Washington was hit on Tuesday afternoon with a scattered power outage, cutting off electricity to the Capitol, subway lines, and museums. Fortunately for the city, the power outage in Washington was not due to a terrorist attack or plot of some kind, but rather an explosion in a Maryland power plant, according to local and federal officials.

Cause of the Power Outage In Washington

Spokeswoman for the Charles County Sheriff’s Department Diane Richardson said in a statement that the problem stemmed from the Southern Maryland Electric Cooperative Ryceville power substation. It caught on fire a little after 12 p.m. on Tuesday due to a rogue spark from a transformer, causing power outages to over 21,000 customers according to the Southern Maryland Electric Company’s online power outage map.

The State Department had to continue its daily briefing in the dark, with reporters lighting up the room with their laptops and cell phones until backup generators for Capitol buildings kicked in. Director of the D.C. Homeland Security and Emergency Management Agency, Chris Geldart, explained in a statement that any critically important building in the Capitol has backup generators that flip on if normal power is lost.

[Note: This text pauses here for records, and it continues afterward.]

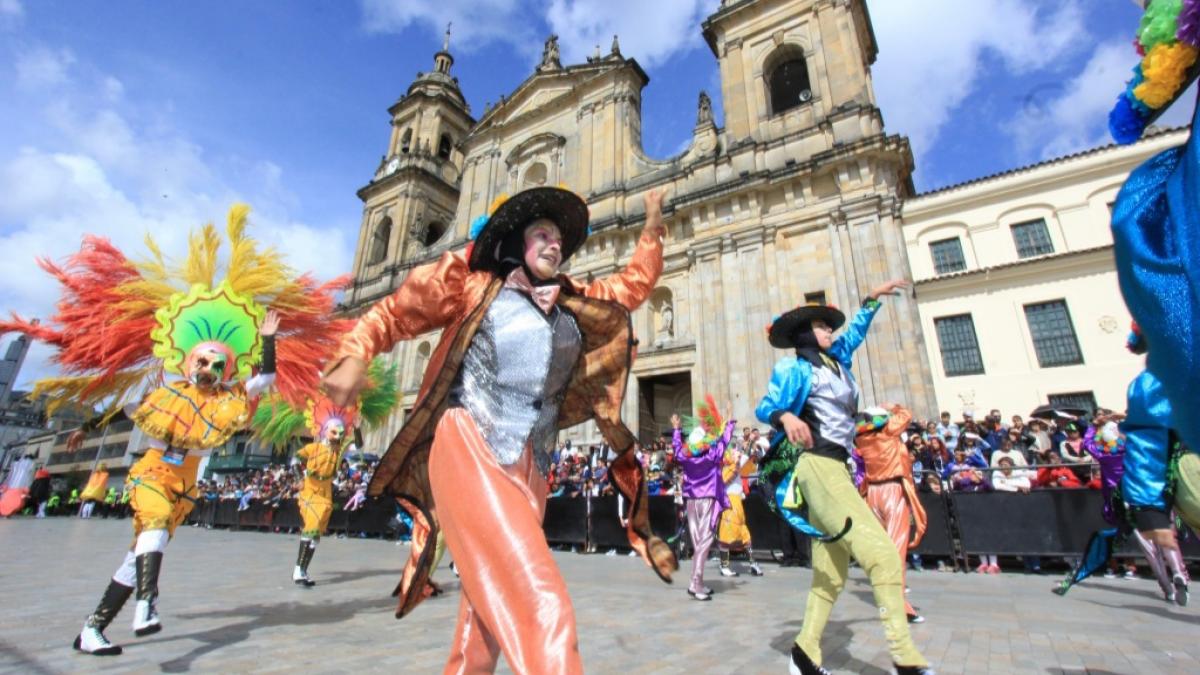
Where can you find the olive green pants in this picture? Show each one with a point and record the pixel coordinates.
(1187, 490)
(832, 499)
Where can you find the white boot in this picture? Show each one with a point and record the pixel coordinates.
(145, 619)
(91, 640)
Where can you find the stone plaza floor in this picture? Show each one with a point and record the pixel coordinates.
(228, 605)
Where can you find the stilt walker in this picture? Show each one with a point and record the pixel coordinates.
(888, 484)
(525, 351)
(329, 428)
(813, 399)
(123, 327)
(701, 458)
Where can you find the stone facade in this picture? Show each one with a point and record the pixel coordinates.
(993, 281)
(790, 199)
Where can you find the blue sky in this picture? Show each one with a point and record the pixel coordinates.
(125, 117)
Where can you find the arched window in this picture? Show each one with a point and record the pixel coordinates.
(432, 233)
(419, 363)
(379, 242)
(787, 82)
(535, 175)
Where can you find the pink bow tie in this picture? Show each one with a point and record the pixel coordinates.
(543, 296)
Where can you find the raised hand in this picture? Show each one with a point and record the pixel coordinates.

The Wilson Building, which holds the offices of the mayor of D.C. and the D.C. council, was evacuated as a safety precaution.

Due to the power outage in Washington, metro stations were shut down, and visitors were evacuated from public places that may have been a choice for a terrorist attack, such as the Smithsonian, the National Portrait Gallery, and the Air and Space Museum. The University of Maryland shut down at 2 p.m., but not only due to the power outage, which made classes difficult; rescue crews needed to help people caught in elevators and locked buildings. Even Oprah got shut down while she gave a speech commemorating Maya Angelou’s inclusion into U.S. postage stamps.

FBI officials said at 2:30 p.m. that there is no evidence of foul play and that the power outage in Washington was simply an accident. Power came back on to the majority of facilities, either through a fix from the electric company (PEPCO) or by using backup generators. The metro system is running on an emergency generator, so while trains are working, escalators and elevators are not. A statement from PEPCO said that they were working to fix the problem.